Superfluous walls are a recurring motif in this newer Jerusalem neighborhood. The neighborhood's name has the Hebrew word for "wall" in it, and one feels as though the metaphor has been taken to an insane extreme. In my last post I described the crypt-like atmosphere of a playground surrounded by a wall (where a simple metal railing ought to have sufficed). There are many other examples. Here, for instance, one finds a wall placed directly in front of a building entrance, for no apparent purpose other than that of concealing the entrance from passersby:
This is the view from behind the wall (the mailboxes could, obviously, have been placed elsewhere, e.g., next to the building door):
Apparently, the project architect felt that only the building residents should be entitled to see the tiny patch of shrubbery near the entrance. Should a passerby on the sidewalk happen to catch a glimpse of it, that would be tantamount to an invasion of the residents' privacy.
The architect also seems to have felt that the building residents would prefer to see a wall as they exit the building, rather than the sidewalk, as in most normal Jerusalem architecture of the previous century.
This architectural style constitutes a clear departure from the past -- aesthetically and morally.
Why this fear of seeing one's neighbors? Of being seen? Why the obsession with privacy, at the expense of any normal, natural concern for the public sphere? From where did we get the idea that it is okay to dishonor the street?
I get it that Israelis want more luxurious living conditions than those offered by the typical apartment building of 30 or 40 years ago. The exposure to Western standards -- to the glimpses of suburban home decor that abound on American television -- has likely changed everyone's outlook, and driven demand for larger apartments and for a "mifrat techni ashir" -- the "high-caliber" specifications that are always being touted by new residential projects and which are supposed to make buyers feel that they are getting something exceptional.

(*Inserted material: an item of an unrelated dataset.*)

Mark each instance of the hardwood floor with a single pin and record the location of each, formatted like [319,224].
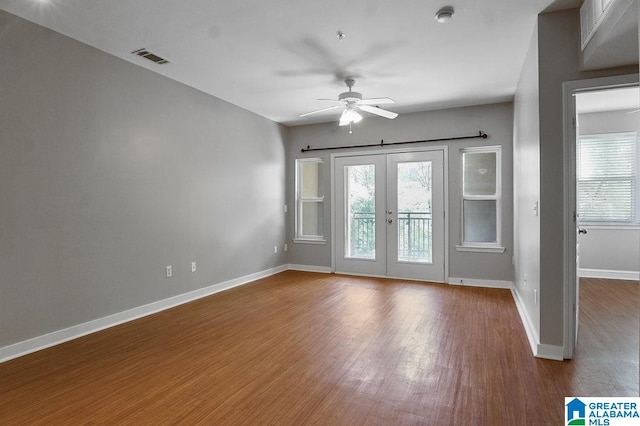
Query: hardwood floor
[302,348]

I can understand that Israelis want a reprieve from the tiny apartments and modest conditions of past decades. But I fail to understand why one's privacy and quality of life are "hurt" when a passerby gets to see the outside of one's building. Why do we have to feel that our standard of living in the private sphere can be ensured only by showing contempt for the public sphere, or by doing away with it entirely?
Sunday, May 8, 2011
A tomb with a view
What makes a playground a fun and happy place to spend time in?
Visibility, for starters.
But the folks who design playgrounds these days in Jerusalem have other priorities.

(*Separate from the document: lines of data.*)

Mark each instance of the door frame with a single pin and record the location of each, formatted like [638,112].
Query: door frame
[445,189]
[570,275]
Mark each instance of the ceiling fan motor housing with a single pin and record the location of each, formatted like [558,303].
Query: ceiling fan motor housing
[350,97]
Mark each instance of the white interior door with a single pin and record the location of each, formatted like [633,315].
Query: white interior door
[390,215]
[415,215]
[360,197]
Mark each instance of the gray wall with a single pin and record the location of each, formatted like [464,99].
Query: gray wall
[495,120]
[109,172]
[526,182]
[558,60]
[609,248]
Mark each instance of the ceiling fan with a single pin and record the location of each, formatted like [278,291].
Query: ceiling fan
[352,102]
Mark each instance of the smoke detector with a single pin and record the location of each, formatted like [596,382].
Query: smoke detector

Here is a "top-secret" playground in one of Jerusalem's newer, peripheral neighborhoods:
The play-crypt ... What's on the other side of the stone wall? Why, the sidewalk, of course. Wouldn't want to expose anyone in the playground to that, would we?
My, that bench looks inviting, doesn't it?
What's really weird is that from the other side of the playground you can see out to the far reaches of the neighborhood, and beyond:
A tomb with a view!
The new construction rules in Jerusalem seem to be:
1)If you can build a wall, do it.
2)If you can block people's view of the street in front of them, do it.
3)Force people to look out at what's far away from them. Call it "nof" ("a view"). They'll think they're getting something good, and won't miss the human-scaled view they're being deprived of.
4)Make sure to keep trees out of children's play areas. Don't just delay planting them: leave no space in which to plant them. That way you can ensure permanent shadelessness, and consequent non-use of the playground during most daytime hours.